Pour mon plus grand malheur, je n’ai pas pu assister à toutes ces discussions – des activités d’enseignement combinées à la nécessité de trouver du temps pour alimenter le blogue ayant eu raison de mon désir de le faire. Cette lacune me semble d’autant plus paradoxale qu’une parenté d’attitude guidait, il me semble, notre implication (à P.S. et TouVA) au sein du festival, celle de rendre hommage, par nos interventions quotidiennes, à la générosité des artistes et du public ayant construit l’édition 2011. Cette volonté, évidemment, s’accompagnait du souhait d’alimenter la réflexion, d’en faire une substance vivante et dynamique. Car en tant que collectif de recherche, autant PS que TouVA nous connaissons, pour le vivre chacun à notre manière depuis plusieurs années, la nécessité et la richesse de cette interdépendance de la pensée et de la pratique. Mais la nature même de nos activités au sein de Viva! et les contraintes logistiques et temporelles liées à ces activités nous ont amenés à les vivre en parallèle davantage qu’en collaboration.
Toutes les fois où j’ai assisté aux discussions du midi, j’ai trouvé là un terrain foisonnant, productif et fécond.
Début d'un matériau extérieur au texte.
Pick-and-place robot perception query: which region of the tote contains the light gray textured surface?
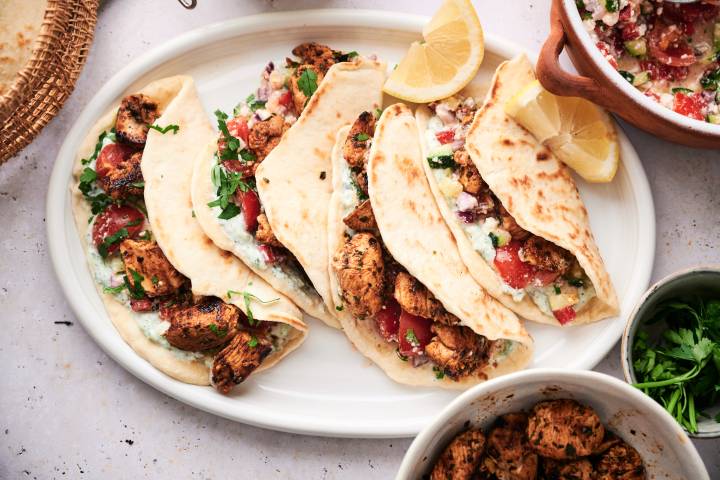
[0,0,720,480]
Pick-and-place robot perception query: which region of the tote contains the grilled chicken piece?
[430,429,485,480]
[333,232,385,318]
[594,441,646,480]
[498,203,528,241]
[542,458,593,480]
[248,115,290,163]
[212,330,272,394]
[292,42,335,72]
[290,65,324,115]
[120,238,185,297]
[95,144,143,200]
[343,112,375,168]
[164,298,240,352]
[520,235,574,275]
[527,399,605,460]
[255,213,283,248]
[343,200,377,232]
[425,322,491,378]
[393,272,460,325]
[115,94,160,145]
[480,413,538,480]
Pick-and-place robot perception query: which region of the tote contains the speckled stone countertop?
[0,0,720,480]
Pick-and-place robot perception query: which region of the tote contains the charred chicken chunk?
[248,115,289,163]
[393,272,460,325]
[480,413,538,480]
[95,144,143,200]
[343,112,375,168]
[542,458,593,480]
[498,203,528,241]
[212,330,272,394]
[594,441,646,480]
[164,298,240,352]
[290,65,324,115]
[292,42,335,72]
[255,213,283,247]
[343,200,377,232]
[115,94,160,145]
[520,235,573,275]
[333,232,385,317]
[120,238,185,297]
[430,429,485,480]
[527,399,605,460]
[425,322,490,378]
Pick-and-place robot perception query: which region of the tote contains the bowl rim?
[559,0,720,138]
[620,264,720,439]
[395,368,710,480]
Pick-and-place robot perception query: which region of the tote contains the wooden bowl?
[536,0,720,148]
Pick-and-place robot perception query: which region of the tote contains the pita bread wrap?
[255,58,385,327]
[416,55,618,325]
[71,76,307,385]
[329,104,533,389]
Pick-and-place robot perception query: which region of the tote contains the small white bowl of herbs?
[621,267,720,438]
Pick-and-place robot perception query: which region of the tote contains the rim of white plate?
[46,9,655,438]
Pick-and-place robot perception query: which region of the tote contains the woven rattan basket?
[0,0,98,165]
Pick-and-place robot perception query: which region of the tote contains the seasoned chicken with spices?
[120,239,185,297]
[163,298,240,352]
[425,322,491,378]
[527,399,605,460]
[333,232,385,318]
[343,112,375,168]
[115,94,160,146]
[393,272,460,325]
[212,330,272,394]
[430,429,485,480]
[248,115,290,163]
[343,200,377,232]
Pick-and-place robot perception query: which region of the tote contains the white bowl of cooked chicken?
[396,369,709,480]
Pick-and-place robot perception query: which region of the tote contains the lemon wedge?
[505,80,620,183]
[383,0,485,103]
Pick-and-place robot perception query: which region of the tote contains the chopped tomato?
[130,298,152,312]
[435,130,455,145]
[398,310,432,356]
[92,205,145,253]
[95,143,137,178]
[227,117,250,143]
[553,305,576,325]
[278,90,292,108]
[235,189,260,232]
[375,299,400,342]
[673,92,707,120]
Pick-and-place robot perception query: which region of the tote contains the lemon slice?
[505,80,620,183]
[383,0,485,103]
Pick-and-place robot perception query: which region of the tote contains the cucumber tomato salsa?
[576,0,720,124]
[424,97,595,324]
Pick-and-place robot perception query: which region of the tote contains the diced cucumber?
[632,72,650,87]
[625,38,647,57]
[428,143,453,157]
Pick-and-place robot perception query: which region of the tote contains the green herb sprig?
[632,300,720,433]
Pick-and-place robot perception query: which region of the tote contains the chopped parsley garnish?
[488,232,500,248]
[148,124,180,135]
[298,68,317,100]
[428,155,457,168]
[632,299,720,433]
[405,328,420,347]
[208,323,227,338]
[672,87,693,95]
[353,132,370,142]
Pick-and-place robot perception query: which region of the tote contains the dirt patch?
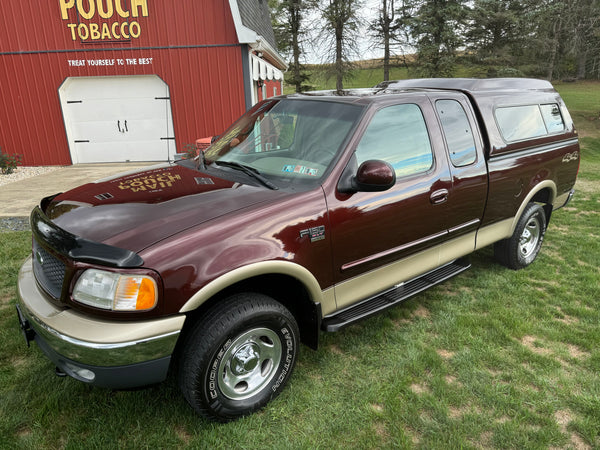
[555,306,579,325]
[554,409,592,450]
[521,336,551,356]
[410,383,431,395]
[412,305,431,319]
[567,344,590,359]
[373,422,390,441]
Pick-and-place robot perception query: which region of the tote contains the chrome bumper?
[17,259,185,388]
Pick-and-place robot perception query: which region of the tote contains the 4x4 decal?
[300,225,325,242]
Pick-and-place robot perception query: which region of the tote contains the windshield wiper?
[214,161,279,190]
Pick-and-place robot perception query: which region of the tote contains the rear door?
[431,93,488,243]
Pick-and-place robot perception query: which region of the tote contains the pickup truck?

Un trésor dont j’aurais souhaité être mieux en mesure de rendre compte dans les textes du blogue.
Mais comme nous avions choisi de commenter chaque performance et de le faire sur le vif, sans attendre, il devenait quasiment impossible – faute de temps, cet ennemi baudelairien source de tant de tracas – d’y associer aussi les discussions du midi. Et je crois que l’inverse est aussi vrai : Performer Stammtisch aurait souhaité enrichir le blogue de ses propres réflexions, en une circularité que rendait impossible la simultanéité de nos activités parallèles. Mais peut-être que cet état de fait nous donnera la possibilité de trouver dans l’avenir une façon de faire se croiser nos expériences communes?
En cette fin de festival, il importe de dire à quel point l’expérience que fut pour nous la réalisation d’un blogue fut enrichie par l’extraordinaire fourmillement de la programmation, la chaleur des contacts humaine et la sensible efficacité de l’organisation.